Contraception is immoral in and of itself. The Church’s teaching could not be clearer in this regard. However, in addition to contraception’s violating the divinely established nature of marriage, contraceptive acts and the now well-established contraceptive mentality so prevalent in our culture have shown themselves to be destructive of human life through abortion as well as destructive of marriage and family life.

The advent of the oral contraceptive was touted as a virtual panacea that would prevent unplanned pregnancies in marriage and extra-marital births, thereby reducing — if not eliminating — abortion as a means of doing away with unwanted children. Five decades later we now know that exactly the opposite is the case. Unwanted pregnancies increased in our country, as did the number of abortions. Studies have shown that over 80 percent of women who have had abortions were experienced in contraception. What, in fact, happened was an effective severing of the link between the two purposes of marriage. Because of the availability of the oral contraceptive, sexual relationships outside of marriage increased. The growing contraceptive mentality assured more and more people that the unitive and procreative dimensions of marriage were not necessarily connected, and couples could now have one without the other.

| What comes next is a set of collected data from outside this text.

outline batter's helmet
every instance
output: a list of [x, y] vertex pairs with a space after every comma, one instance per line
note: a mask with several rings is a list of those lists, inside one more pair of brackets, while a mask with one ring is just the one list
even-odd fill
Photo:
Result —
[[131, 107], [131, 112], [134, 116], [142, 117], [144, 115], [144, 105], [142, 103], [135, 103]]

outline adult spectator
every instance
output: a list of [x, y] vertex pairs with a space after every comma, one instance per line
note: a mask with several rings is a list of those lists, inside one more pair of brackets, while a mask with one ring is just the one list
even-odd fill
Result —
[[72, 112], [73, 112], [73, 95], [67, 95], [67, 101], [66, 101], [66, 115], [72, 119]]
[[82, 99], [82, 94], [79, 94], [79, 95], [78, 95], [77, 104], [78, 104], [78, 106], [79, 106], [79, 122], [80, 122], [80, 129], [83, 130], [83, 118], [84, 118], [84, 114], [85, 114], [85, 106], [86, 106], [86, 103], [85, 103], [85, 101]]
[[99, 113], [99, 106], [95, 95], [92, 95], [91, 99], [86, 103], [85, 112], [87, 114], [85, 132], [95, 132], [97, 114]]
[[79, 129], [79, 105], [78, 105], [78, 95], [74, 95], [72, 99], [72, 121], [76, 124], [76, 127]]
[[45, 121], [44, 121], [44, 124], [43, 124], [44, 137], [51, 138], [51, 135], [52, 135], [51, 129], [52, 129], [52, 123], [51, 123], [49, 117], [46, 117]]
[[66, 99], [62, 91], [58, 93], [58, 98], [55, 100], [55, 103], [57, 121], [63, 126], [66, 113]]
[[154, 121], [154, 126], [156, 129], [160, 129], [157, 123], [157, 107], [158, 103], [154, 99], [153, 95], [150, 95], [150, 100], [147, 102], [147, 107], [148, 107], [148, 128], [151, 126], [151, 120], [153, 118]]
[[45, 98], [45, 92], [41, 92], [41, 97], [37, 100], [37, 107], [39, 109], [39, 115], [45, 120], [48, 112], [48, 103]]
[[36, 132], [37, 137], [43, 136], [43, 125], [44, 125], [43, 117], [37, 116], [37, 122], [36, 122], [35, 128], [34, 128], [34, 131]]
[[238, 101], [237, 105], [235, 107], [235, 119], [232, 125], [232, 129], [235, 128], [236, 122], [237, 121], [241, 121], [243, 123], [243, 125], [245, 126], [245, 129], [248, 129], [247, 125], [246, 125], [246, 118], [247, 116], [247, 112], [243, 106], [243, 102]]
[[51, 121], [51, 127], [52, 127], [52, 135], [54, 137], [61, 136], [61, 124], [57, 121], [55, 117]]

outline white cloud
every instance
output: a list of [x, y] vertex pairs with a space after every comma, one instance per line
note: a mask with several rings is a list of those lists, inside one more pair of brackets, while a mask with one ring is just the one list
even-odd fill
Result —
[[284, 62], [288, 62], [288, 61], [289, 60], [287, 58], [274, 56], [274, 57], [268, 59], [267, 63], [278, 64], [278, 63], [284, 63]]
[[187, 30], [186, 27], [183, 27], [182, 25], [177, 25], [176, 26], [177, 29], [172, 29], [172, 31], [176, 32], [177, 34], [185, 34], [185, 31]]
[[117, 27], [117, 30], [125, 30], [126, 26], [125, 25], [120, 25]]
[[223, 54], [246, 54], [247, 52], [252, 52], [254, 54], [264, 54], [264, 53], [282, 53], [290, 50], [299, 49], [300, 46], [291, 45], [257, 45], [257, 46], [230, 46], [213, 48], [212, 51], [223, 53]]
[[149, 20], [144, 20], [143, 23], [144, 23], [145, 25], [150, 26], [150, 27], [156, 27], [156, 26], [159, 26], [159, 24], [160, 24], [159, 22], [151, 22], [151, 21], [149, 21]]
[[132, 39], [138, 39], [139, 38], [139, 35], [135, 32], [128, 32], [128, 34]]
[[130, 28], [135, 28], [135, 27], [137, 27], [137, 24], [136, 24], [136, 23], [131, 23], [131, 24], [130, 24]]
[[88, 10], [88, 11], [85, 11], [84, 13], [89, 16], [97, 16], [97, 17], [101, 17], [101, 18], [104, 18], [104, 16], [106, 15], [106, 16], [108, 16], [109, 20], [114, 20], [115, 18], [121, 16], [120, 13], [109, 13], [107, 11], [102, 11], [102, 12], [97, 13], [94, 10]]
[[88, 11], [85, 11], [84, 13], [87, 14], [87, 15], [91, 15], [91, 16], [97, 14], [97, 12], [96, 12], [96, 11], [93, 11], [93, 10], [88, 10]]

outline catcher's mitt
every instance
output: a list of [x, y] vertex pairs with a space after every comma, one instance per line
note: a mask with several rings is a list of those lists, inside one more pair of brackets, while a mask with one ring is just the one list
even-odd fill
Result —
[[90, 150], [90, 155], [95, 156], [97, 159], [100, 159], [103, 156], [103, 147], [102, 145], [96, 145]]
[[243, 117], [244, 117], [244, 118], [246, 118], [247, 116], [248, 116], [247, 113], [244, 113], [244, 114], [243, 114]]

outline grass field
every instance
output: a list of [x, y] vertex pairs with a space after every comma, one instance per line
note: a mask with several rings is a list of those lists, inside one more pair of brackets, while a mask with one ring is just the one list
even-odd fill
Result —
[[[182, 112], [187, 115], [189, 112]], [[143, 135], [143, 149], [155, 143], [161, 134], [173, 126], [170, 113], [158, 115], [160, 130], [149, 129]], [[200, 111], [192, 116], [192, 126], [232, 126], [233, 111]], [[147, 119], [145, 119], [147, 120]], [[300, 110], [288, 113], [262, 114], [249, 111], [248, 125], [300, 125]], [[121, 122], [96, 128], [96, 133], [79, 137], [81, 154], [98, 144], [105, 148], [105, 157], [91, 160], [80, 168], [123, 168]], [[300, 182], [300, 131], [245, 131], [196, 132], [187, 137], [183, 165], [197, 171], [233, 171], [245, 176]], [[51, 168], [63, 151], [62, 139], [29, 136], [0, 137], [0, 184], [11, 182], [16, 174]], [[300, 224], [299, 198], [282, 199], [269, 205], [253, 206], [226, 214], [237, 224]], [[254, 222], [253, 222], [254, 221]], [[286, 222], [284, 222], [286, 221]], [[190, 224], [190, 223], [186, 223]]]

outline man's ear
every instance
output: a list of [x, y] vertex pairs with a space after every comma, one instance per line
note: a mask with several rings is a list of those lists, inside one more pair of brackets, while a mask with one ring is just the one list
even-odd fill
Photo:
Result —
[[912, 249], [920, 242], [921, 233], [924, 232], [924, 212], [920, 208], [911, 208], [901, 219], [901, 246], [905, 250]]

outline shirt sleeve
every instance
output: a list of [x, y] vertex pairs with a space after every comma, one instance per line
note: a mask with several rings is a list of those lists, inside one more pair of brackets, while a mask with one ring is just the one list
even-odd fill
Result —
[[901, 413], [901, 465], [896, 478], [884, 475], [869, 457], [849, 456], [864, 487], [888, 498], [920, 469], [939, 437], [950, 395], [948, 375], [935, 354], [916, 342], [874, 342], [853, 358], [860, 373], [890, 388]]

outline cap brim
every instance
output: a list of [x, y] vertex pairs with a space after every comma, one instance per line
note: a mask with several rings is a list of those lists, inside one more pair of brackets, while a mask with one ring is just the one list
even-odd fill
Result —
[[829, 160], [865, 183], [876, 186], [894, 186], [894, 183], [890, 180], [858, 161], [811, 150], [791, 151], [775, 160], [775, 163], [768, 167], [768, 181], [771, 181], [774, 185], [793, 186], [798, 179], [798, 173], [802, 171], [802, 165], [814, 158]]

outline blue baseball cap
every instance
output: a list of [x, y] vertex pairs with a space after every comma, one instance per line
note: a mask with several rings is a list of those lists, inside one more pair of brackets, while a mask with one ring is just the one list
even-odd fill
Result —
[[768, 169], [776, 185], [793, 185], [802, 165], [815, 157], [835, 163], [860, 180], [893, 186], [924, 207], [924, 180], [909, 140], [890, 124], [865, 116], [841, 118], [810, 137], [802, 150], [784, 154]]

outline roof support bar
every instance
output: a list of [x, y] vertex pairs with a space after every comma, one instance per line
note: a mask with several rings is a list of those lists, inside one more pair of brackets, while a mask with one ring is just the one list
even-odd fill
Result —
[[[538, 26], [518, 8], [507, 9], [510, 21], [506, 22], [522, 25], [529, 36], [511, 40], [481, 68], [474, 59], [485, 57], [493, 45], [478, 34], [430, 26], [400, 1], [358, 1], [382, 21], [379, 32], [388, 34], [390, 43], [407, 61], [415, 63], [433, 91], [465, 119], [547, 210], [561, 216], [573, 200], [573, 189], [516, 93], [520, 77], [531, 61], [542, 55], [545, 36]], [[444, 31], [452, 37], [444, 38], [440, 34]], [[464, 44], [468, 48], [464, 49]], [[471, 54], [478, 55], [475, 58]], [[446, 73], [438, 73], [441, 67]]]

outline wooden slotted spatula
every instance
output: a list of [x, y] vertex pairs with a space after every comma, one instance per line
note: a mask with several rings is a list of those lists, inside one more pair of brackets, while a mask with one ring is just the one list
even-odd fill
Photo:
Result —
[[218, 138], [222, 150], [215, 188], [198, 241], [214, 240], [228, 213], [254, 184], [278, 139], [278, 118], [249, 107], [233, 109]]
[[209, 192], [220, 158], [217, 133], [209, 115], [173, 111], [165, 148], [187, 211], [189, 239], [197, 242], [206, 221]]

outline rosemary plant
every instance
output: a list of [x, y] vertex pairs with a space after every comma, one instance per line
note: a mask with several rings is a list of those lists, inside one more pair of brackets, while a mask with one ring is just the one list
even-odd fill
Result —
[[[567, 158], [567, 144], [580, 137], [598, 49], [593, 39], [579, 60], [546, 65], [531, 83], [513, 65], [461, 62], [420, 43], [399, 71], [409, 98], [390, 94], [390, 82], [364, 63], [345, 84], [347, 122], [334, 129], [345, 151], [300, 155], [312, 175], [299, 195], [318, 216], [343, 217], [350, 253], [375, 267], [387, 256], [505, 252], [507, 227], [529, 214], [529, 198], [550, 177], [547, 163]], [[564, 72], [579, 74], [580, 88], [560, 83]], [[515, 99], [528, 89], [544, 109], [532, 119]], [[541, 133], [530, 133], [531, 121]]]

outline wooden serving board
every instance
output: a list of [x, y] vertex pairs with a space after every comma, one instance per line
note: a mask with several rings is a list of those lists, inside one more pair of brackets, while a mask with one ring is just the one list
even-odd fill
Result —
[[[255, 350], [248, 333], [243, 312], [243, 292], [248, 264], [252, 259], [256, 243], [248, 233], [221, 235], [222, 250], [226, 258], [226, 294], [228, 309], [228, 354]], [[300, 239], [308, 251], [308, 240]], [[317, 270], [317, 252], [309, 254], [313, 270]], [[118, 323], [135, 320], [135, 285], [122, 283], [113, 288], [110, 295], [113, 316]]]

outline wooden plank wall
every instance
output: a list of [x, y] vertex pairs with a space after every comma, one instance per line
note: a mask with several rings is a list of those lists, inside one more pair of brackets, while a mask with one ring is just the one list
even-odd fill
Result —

Certainly contraception has contributed to the well-being of marriage and family life by eliminating the stress of anticipating unwanted pregnancy in the marriage. Not at all! Any number of studies has shown that fully one half of contracepting marriages end in divorce, while less than 4 percent of married couples who do not use contraception end up divorcing. In a 1977 study in the International Review of Natural Family Planning “the investigator concluded that fertility-awareness methods of natural family planning were perceived as contributing positively to the marital relationship by 98 married couples who had used natural methods for an average of 1.76 years at the time of the study.”

Joseph Tortucci, in a 1979 study published in the same journal, found that “Catholic couples in this study who are at present using natural methods of conception regulation demonstrate higher levels of self-esteem than do couples, grouped as a whole, who are using other methods. . . . Catholic couples who use natural methods demonstrate higher levels of marital satisfaction than do couples who are using other methods of conception regulation.”

Pope Paul VI pointed out the serious consequences of the use of artificial birth control in “Humanae Vitae,” including a rise in marital infidelity, increased promiscuity, loss of respect for wives by husbands, enforced contraception to control the populations of states, and the continued use of abortion as an alternate form of birth control. All of these have come to be sadly true.

Sometimes even religious people wonder whether God’s plan for us is really for our good. The widespread use of artificial contraception and its results should answer that question for us.